Il già citato summit di Busan, dove poche settimane fa si sono incontrati i ministri della finanze del G-20, non ha fornito risposte soddisfacenti all'incertezza generale. Inevase soprattutto le preoccupazioni degli americani, che necessiterebbero di un'Europa quantomeno stabile (se non in crescita) per consolidare la propria ripresa. Nel medio termine, infatti, un euro debole causerà una riduzione delle esportazioni Usa verso il Vecchio Continente e si tradurrà in un ulteriore danno per il manifatturiero statunitense, esposto sui mercati internazionale alla accresciuta competitività dei prodotti europei. E non solo: il clima a Washington diverrebbe incandescente se l'apprezzamento dello yuan nei confronti dell'euro offrisse un pretesto a Pechino per ritardare ulteriormente l'apprezzamento della propria valuta nei confronti del dollaro; per non parlare del rischio che un sempre più indebolito sistema finanziario europeo finisca per contagiare il tuttora malcerto settore bancario d'oltre Oceano.
Perché il G-20 non ha ancora riconosciuto le implicazioni sistemiche di un eventuale aggravamento della crisi in Europa? In primo luogo, perché gli stessi europei hanno tardato a comprendere le reali debolezze del proprio sistema finanziario, dopo averne lodato la resilienza nei primi mesi della crisi globale. In secondo luogo, perché per troppo tempo è stata esibita la certezza assoluta che una crisi in paesi deboli come Grecia, Portogallo e Spagna non si sarebbe propagata al resto del continente. Una convinzione, argomenta Lombardi, a dir poco superficiale se si considera non solo l'alto livello di integrazione dell'Ue, ma anche il fatto che molti paesi europei condividono la vulnerabilità di appartenere a un'unione monetaria la cui incompletezza istituzionale espone i membri a gravi attacchi speculativi.

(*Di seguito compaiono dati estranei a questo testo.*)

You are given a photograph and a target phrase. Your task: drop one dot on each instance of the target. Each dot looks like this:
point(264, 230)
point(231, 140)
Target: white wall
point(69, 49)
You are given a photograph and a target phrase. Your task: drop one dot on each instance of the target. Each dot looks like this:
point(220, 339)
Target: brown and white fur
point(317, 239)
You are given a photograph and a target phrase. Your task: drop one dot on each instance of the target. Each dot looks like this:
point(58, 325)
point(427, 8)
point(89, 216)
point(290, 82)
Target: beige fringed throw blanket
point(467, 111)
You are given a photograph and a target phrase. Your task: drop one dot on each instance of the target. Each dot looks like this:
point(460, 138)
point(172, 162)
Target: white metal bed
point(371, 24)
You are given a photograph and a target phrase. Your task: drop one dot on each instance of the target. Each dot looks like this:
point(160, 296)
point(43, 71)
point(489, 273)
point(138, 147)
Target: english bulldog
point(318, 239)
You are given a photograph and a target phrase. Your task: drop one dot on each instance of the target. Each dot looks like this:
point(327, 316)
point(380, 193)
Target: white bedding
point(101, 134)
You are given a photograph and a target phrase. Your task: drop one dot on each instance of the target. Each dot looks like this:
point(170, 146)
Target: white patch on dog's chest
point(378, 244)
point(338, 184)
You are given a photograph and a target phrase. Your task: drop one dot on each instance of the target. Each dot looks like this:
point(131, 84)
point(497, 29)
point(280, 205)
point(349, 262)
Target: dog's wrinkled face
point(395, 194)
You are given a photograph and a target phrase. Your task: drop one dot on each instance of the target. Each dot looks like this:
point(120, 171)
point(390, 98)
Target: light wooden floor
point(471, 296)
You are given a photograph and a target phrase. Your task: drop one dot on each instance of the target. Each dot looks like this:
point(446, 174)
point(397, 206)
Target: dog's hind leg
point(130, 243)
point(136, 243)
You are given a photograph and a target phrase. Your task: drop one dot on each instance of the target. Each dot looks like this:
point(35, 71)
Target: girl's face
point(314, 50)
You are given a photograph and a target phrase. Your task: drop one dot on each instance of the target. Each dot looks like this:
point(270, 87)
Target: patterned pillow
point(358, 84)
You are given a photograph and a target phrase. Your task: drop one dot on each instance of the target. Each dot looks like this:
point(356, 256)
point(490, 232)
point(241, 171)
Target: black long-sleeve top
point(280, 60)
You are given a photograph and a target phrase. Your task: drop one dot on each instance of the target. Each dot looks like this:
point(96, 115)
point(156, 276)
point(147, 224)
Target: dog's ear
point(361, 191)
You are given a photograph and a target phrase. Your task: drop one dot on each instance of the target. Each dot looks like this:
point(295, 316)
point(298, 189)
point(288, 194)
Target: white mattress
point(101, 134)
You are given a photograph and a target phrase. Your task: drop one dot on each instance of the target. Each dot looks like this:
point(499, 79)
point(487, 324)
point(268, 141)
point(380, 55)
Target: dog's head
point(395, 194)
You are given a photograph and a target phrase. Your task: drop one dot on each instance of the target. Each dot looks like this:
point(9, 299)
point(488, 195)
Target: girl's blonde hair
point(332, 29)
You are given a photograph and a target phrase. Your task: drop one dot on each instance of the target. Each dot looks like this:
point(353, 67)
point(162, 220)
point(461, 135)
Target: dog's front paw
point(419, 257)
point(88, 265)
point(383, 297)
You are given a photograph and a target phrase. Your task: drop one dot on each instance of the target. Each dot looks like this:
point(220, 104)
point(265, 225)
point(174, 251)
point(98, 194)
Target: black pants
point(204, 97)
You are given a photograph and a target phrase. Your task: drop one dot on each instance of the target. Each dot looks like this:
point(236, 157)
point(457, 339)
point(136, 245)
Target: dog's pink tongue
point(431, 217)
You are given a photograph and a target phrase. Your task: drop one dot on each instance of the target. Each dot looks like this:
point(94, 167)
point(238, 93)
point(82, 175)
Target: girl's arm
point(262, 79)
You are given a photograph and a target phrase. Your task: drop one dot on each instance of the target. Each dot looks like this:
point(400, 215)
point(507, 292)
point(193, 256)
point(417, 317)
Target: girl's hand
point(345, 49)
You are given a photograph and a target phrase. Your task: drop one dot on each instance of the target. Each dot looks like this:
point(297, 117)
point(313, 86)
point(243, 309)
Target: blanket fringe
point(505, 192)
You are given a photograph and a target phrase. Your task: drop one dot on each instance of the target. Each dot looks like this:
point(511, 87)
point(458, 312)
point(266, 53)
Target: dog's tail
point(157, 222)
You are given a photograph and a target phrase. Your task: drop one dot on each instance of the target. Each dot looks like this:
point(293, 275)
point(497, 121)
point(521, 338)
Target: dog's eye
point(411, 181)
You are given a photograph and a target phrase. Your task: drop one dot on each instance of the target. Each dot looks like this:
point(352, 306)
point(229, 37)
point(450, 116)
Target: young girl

Il G-20 non è un forum decisionale ma un corpo consultivo, seppur di altissimo livello. E' auspicabile che i leader extra-europei presenti a Toronto facciano pressione sui colleghi dell'Ue per indurli ad affrontare con onestà e a risolvere unitariamente i propri problemi. Una recente iniziativa del Consiglio Europeo, il meccanismo europeo di stabilizzazione finanziaria (uno strumento che offre assistenza finanziaria a uno Stato membro in difficoltà o alle prese con le gravi conseguenze di una difficoltà dovuta a circostanze eccezionali) rappresenta un passaggio positivo, ma non risolutivo a fronte della precarietà del sistema continentale.
Ogni crisi di fiducia nella capacità di gestire il proprio debito riflette una mancanza di fiducia nella propria capacità di crescere. Questa è la trappola in cui sono caduti gli europei. Continuando a preoccuparsi soltanto della stabilizzazione fiscale, la Ue rischia di confermare indirettamente le paure dei mercati finanziari sul suo conto. Sarebbe invece il caso di mettere in cantiere e implementare un credibile piano per alimentare e sostenere la crescita, rimuovendo barriere e ostacoli regolatori troppo vincolanti. Aldilà della dovuta moral suasion, conclude Lombardi, i membri non europei del G-20 possono fare poco; gli europei hanno in mano il proprio destino. Con l'avvertenza che nessun annuncio sarà mai credibile, nessuna rete finanziaria sarà abbastanza solida e nessun pacchetto finanziario sarà consistente a sufficienza se gli europei non metteranno da parte gli interessi nazionali per unire finalmente i propri sforzi nelle acque perigliose del mercato globale.
Domenico Lombardi, Nonresident Senior Fellow della Brookings Institution, è un esperto di summit G-20 e G-8, di relazioni monetarie e di valute internazionali. I suoi progetti di ricerca più recenti vertono sulle crisi finanziarie, in particolare le attuali difficoltà europee e la riforma del Fondo monetario internazionale e della Banca mondiale.